Perhaps back in the Old World Elai had found herself indebted to someone and had fled to avoid having to pay. Or perhaps she’d broken her heart and her parents’ trust. Or perhaps … but her problems were none of my business. She’d made that clear enough.

“It’s not the miles I travel that change me. No, my friend, it’s not the miles …”

I realized that someone was humming the melody. I glanced over my shoulder, but there was no one near me but Elai. She clenched her mouth shut, but didn’t stop humming.

I sang louder, even thought both Edison and Beat put back their ears, “In the end it’s only the time that matters, the days and weeks that we leave behind …”

The caravan halted only when the night fell. The other drivers and I circled our wagons protectively around the campsite and unharnessed our camel-oxen. The beasts would return after enjoying the scarce night mist and scarcer morning dew, as they were bound to whoever had captured and tamed them. Even so, being apart from Edison and Beat for the night pained me.

As the temperature dropped, Elai joined the rest of us around the fire. She didn’t seem to notice how she attracted more looks than was good for her, how the loners edged closer to her, how those on the other side of the fire joked about who would charm her first. She just stared at the sparks disappearing into the night above as though nothing else existed but her and the desert.

I found myself thinking about the Old World and the over-polite ways of the aristocrats. Evidently, Elai couldn’t even begin to grasp how rough life could get outside private schools and ballrooms. As she shrugged her narrow shoulders and tilted her pretty head this and that way, the loners thought she was only acting hard to get.

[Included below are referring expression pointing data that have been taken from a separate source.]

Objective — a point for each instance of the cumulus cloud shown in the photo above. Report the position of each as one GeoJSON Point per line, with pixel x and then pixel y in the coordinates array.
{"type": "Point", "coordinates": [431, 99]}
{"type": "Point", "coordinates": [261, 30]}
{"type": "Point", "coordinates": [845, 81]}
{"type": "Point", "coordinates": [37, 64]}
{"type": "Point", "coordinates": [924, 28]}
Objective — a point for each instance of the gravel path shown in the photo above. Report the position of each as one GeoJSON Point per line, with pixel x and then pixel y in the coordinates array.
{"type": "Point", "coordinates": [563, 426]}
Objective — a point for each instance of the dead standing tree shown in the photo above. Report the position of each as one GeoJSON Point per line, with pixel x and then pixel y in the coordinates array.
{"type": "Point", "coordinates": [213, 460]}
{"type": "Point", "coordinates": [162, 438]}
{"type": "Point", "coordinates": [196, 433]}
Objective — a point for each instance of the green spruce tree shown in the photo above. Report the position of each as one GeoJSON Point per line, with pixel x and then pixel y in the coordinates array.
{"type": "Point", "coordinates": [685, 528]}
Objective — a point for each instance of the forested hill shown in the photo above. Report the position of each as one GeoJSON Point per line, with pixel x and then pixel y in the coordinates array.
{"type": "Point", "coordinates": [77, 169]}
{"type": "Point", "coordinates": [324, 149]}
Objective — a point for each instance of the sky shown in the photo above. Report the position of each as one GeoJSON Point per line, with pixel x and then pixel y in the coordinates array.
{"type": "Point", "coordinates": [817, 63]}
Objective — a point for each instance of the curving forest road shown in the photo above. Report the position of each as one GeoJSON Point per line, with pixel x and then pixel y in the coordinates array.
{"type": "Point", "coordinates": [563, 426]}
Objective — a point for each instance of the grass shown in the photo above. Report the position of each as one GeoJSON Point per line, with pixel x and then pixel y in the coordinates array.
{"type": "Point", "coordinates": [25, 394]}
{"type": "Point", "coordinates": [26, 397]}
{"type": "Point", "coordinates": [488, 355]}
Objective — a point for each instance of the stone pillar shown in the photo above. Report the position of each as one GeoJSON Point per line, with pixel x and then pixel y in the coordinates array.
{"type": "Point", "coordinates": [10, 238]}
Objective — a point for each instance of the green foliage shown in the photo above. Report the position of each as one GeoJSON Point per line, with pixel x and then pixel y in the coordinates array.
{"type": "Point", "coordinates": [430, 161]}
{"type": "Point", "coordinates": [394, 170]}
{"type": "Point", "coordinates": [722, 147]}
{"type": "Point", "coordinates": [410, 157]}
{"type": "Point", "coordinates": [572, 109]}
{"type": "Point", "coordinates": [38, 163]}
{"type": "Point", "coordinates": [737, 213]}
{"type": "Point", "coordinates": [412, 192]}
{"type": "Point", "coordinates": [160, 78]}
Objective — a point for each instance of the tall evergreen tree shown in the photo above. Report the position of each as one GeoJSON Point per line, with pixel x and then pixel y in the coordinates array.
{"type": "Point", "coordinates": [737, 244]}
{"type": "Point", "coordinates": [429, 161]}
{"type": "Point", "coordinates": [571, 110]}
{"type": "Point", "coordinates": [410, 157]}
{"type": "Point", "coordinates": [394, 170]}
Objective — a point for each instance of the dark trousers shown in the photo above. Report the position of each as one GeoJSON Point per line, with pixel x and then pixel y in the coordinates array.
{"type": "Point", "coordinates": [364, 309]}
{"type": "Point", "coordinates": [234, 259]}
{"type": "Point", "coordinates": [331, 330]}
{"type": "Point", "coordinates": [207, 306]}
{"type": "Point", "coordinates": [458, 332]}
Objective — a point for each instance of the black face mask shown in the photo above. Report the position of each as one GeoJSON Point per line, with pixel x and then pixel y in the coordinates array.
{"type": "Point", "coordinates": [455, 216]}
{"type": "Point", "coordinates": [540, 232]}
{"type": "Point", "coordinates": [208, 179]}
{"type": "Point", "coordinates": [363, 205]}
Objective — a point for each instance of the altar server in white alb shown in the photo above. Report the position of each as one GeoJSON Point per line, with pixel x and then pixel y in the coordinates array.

They wouldn’t take her “No” for long.

I fell victim to the gallantry that still twisted in my veins and made my way to her. “Come with me,” I said, pointing toward my wagon.

She stared at me suspiciously, and I was glad to note she wasn’t as foolish as I’d thought. Then she stood, brushed sand off her trousers. “Sure.”

“What is it?” Elai asked as soon as we were out of earshot. Her teeth chattered, which only seemed to annoy her more.

An aristocrat would never listen to explanations, so I went right to the point. “You’d better sleep under the wagon with me tonight.”

She took my words the wrong way, and her voice rose a full octave. “I certainly will not! Abandon me in the desert if you will, but I will not grant that kind of favor to anyone, least of all a rude old wagoner like you!”

Old? I could be but a decade older than her. Then again, the desert had shaped me a rougher man.

She was about to leave, so I grabbed her hand. She froze, shocked by my apparent lack of manners. It didn’t even cross her mind that I might have known etiquette by heart but opted to act against the rules on purpose.

“Before you turn down my offer, which was by no means meant as you chose to interpret it, look at those men around the campfire,” I said in a low voice. ”Really look at them.”

She pulled her hand free, but did as I said. There, amongst the ragged families, sat the men hoping to find a place where no questions were asked: pistol heroes, fugitives, adventurers down on their luck.

“Would you rather have them thinking you’re sharing your bedroll with me, or have them trying to approach you every single night of the trip?”

“Fine,” she muttered, blushing at the idea of being so close to me. She hadn’t broken her heart, then, I decided, but was escaping something. “I will sleep next to you, but nothing else.”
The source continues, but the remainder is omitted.